The effects of peptide IF7-conjugated dendrimer loaded with doxorubicin on colorectal cancer

We assessed the therapeutic potential of a combination of dendrimer generation 2 (G2) + doxorubicin (DOX) + peptide IF7 on colorectal cells. The researchers utilized regular examinations to assess the dimensions, structure, distribution, and dosage of DOX in the manufactured nanoparticles through physical and chemical evaluations. Afterwards, the MTT (3-(4,5-dimethylthiazolyl-2)-2,5-diphenyltetrazolium bromide) test was used to evaluate how the presence of these nanoparticles affected the ability of HCT116 cells to survive. Finally, both reverse transcription–quantitative polymerase chain reaction (RT–qPCR) and Western blotting methods were used to measure the levels of gene expression in the Wnt/β-catenin signaling pathway, which includes genes, such as β-catenin, cyclin D1, Twist, and Zinc-finger E-box-binding homeobox 1 (ZEB1).

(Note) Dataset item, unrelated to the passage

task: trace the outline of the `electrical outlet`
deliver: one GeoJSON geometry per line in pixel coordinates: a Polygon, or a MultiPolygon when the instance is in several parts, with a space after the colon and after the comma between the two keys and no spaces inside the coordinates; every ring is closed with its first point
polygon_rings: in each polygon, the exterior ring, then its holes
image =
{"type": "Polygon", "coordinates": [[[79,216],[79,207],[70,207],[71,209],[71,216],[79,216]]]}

In addition, protein expression related to apoptosis (B-cell lymphoma 2 (Bcl2), BCL2 associated X (Bax), and caspase-3) and angiogenesis (vascular endothelial growth factor (VEGF)) was also assessed. The dendrimer G2 + DOX + IF7 had a mean diameter of 165.6 nm, displayed primarily a round form, and had the capability to react to variations in acidity levels. The mixture of dendrimer G2 + DOX + IF7 demonstrated a notable capacity to damage the HCT116 cell line by diminishing the expression of β-catenin, cyclin D1, Twist, and ZEB1 genes. Moreover, it decreased the amounts of VEGF and Bcl2 proteins and increased the levels of Bax and caspase-3 proteins. In conclusion, this combination has an ability to trigger cell death by precisely directing the Wnt/β-catenin and apoptosis pathways.